Some of the worst rains and floods on record in South Korea this week killed at least 196 people and left 91 missing and feared dead, officials said on Friday.
Record rainfalls in Seoul and northern areas of the country on Wednesday and Thursday killed 130 people and left 62 missing, the defence ministry and the National Disaster Prevention Countermeasures Headquarters (NDPCH) said.
This added to last weekend's misery when floods and mudslides in the south killed 66 people, with 29 missing and feared dead.
Yonhap Television News said 28 bodies were uncovered in a mudslide which buried a motel in Changhung, a popular resort north of Seoul.
Nine soldiers were also killed with another three missing in floods and landslides, the Defence Ministry said.
Officials at the disaster agency said the flooding was some of the worst on record. Preliminary estimates nationwide of the damage from this week's disasters had risen to 278 billion ($213 million), but that figure was sure to mount, they said.
Some 30,000 homes and 500 other buildings were damaged and 22,400 hectares (56,0000 acres) of farmland was submerged in the north. More than 19,000 people were made homeless by flooding and mudslides in the north, the agency said.
Three railway lines and some 50 roads remain closed, it said.
In the town of Dongduchon, less than 10 km (six miles) from the Demilitarised Zone separating the two Koreas, weary residents plodded through knee-deep mud in muggy heat on Friday as they tried to make their homes liveable again.

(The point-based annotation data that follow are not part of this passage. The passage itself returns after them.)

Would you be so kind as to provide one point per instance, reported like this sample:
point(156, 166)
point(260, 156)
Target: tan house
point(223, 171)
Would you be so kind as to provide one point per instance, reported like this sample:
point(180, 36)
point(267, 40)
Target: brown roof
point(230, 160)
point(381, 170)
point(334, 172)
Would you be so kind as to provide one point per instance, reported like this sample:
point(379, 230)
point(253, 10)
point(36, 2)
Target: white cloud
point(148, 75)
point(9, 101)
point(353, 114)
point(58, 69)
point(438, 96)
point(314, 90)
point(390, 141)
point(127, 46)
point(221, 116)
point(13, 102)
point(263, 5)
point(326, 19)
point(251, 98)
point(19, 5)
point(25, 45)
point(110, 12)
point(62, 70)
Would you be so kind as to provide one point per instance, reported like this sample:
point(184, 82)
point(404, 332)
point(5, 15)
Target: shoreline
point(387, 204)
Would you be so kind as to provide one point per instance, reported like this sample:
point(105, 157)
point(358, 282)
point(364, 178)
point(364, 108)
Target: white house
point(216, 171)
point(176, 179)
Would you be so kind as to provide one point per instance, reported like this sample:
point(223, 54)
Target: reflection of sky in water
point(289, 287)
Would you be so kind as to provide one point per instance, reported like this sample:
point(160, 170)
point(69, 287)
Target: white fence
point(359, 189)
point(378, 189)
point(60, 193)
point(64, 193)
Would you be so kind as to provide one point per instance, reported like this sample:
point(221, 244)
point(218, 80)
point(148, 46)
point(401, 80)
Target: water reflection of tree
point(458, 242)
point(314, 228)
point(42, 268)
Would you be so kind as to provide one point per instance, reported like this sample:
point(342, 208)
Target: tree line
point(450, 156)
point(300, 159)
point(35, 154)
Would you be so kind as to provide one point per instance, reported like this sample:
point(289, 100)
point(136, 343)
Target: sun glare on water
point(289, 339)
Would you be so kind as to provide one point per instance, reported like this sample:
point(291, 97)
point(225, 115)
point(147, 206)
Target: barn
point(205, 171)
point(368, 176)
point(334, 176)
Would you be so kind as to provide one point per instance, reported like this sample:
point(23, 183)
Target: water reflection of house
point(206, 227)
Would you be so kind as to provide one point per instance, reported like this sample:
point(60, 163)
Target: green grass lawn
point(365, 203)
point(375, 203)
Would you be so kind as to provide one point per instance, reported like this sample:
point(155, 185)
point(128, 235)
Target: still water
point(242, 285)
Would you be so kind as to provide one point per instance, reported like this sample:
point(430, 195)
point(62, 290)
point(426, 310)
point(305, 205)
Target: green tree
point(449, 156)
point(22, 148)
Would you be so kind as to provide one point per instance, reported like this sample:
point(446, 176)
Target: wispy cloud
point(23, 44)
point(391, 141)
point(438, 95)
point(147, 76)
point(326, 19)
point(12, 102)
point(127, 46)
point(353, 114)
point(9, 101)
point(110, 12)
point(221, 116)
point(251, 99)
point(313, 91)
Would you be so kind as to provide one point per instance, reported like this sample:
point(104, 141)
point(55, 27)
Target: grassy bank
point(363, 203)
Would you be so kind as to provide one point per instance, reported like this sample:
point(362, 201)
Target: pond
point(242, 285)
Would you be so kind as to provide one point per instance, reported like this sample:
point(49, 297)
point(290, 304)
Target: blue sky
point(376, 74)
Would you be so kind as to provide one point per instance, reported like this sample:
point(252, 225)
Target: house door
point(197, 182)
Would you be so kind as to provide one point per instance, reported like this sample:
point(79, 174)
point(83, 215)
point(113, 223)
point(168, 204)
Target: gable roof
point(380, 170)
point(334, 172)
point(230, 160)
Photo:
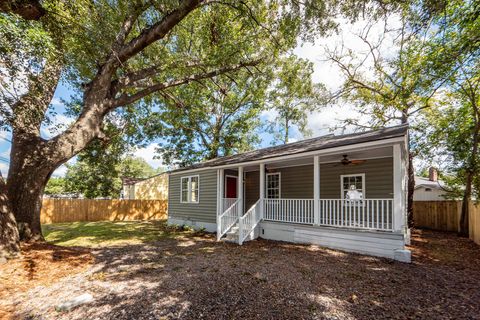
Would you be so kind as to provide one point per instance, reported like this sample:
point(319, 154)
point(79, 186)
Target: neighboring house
point(344, 192)
point(429, 189)
point(153, 188)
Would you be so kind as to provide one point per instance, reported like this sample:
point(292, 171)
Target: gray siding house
point(344, 192)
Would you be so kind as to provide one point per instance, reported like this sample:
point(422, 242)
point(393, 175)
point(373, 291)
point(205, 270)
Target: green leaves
point(293, 96)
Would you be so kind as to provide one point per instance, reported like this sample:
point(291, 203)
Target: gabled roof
point(313, 144)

Alleys in Dongduchon were piled high with people's belongings, some drying out and some irreparably damaged and destined to be discarded.
Kim Jong-gil, 42, was one of many in the town rudely awakened on Thursday morning by the floods.
"All our belongings were swept away...I feel so angry...I don't even know where to begin," Kim said.
Jim Coles, spokesman for U.S. military in Korea, said: "Our two major camps in the (northern) area are completely underwater. Several hundred buildings have water damage to one extent or the other. A lot of roads are blocked."
No U.S. soldiers were killed or injured, he said.
A runway at Seoul's Kimpo International Airport, which was partially closed after a Korean Airlines jumbo skidded off it while landing on Wednesday night, was reopened on Friday.
Ten of the 376 passengers aboard the Boeing 747 flight KE8702 from Tokyo were hospitalised on the anniversary of last year's KAL crash in Guam.
More rain was expected later on Friday, but the national weather office withdrew its heavy rain alert for the northern area of the Korean peninsula.
Weather bureau officials blamed the unseasonal heavy rain -- it should now be the peak of Korea's hot and dry season -- on the "La Nina" weather phenomenon, which is producing unusually wet weather in the Eastern Pacific.
President Kim Dae-jung led a charity collection drive at the presidential Blue House for victims of the floods.
The Han river, which submerged riverside parks and roads on Thursday, had receded to normal levels by Friday.
Mangled cars and heavy debris could be seen in gorges and valleys after the floodwaters receded, while city workers cleared mud and debris from major roads before reopening them to traffic.
Military units were mobilised to search for lost mines and other explosives in the northern regions, a defence ministry official said. Civilians were warned to stay clear of suspicious objects at river-beds.
The rains and floods have compounded gloom in Korea, with unemployment at a record high, companies going bankrupt at the rate of more than 100 a day and the economy expected to shrink by some five percent this year.